5.14. Reactivation of Dormant Cells

Reactivation of dormant MCF7s was performed as previously described.^[14,16] MCF7s were grown in non-permissive niche-2 (5% w/v PEG-RQ, 0 mM PEG-RGDS, 0 mM NVP) for 15 days to achieve dormancy. At day 15, hydrogels were rinsed with PBS, and incubated in a solution composed of 10 mM PEG-RGDS and 10 mM LAP at 37°C. After a 1 hr incubation period that allowed PEG-RGDS to diffuse into the hydrogel, broad spectrum UV was used to photocouple the PEG-RGDS to the hydrogel. Unbound PEG-RGDS was rinsed away with PBS, and cells were cultured for an additional 7 days post coupling (total: 22 days). Cell viability and proliferation were measured at day 22 as described in section 5.7 and 5.9. A minimum of 6 z-stacks from 6 individual hydrogels were imaged and quantified for the four cell lines.

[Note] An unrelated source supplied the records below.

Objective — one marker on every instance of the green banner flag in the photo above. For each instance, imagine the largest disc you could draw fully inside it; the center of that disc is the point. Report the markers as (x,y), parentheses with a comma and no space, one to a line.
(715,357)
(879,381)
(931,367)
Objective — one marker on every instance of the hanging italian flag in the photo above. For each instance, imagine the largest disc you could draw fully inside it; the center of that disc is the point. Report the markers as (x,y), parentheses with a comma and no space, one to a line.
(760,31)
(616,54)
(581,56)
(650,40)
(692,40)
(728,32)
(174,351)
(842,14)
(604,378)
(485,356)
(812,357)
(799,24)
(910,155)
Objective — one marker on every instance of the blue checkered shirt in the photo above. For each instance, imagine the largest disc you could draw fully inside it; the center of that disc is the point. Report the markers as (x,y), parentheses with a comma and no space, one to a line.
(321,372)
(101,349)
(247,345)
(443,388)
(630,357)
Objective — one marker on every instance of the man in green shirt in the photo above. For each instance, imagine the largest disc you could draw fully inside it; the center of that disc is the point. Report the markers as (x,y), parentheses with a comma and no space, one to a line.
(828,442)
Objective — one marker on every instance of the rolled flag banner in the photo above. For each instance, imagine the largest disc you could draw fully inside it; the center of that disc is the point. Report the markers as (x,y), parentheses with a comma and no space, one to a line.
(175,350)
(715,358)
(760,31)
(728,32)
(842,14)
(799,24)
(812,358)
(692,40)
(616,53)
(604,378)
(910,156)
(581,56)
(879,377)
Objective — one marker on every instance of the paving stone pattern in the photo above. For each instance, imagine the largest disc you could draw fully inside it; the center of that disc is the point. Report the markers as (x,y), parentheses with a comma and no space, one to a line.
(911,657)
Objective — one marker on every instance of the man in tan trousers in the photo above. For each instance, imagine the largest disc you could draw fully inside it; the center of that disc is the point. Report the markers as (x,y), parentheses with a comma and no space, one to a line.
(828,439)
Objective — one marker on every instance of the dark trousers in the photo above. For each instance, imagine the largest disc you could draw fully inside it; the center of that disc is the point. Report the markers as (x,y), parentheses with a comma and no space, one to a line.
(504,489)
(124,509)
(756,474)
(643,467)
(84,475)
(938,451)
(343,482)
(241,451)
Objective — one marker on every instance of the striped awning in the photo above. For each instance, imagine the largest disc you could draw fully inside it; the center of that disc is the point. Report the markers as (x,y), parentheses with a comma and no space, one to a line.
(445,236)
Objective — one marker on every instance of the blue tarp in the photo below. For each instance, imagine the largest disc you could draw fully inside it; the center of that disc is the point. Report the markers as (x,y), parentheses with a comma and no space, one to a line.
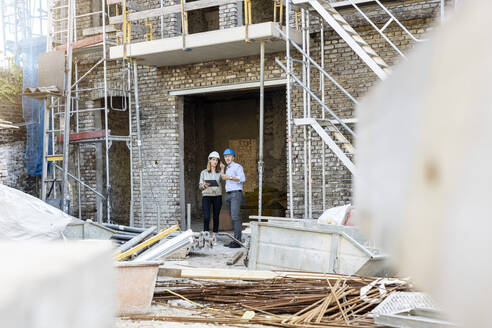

5.15. Statistical Analysis

Minitab 17 Statistical Software (Minitab Inc.) was used to perform statistical analysis. Assumptions of normality were evaluated via an Anderson-Darling test. Equal variance was evaluated via a Levene’s test (p>0.05). Statistical comparison between multiple groups was analyzed using a one-way analysis of variance (ANOVA). To determined statistical significance, Tukey Kramer was used in cases of equal variance and a Howell post-hoc in cases of unequal variance. For comparison between two groups, a 2-sample t-test was used. A p-value < 0.05 was considered statistically significant in all tests. To obtain sigmoidal dose-response curves, OriginLab software was used with a dose response function and a Levenberg Marquardt iteration algorithm.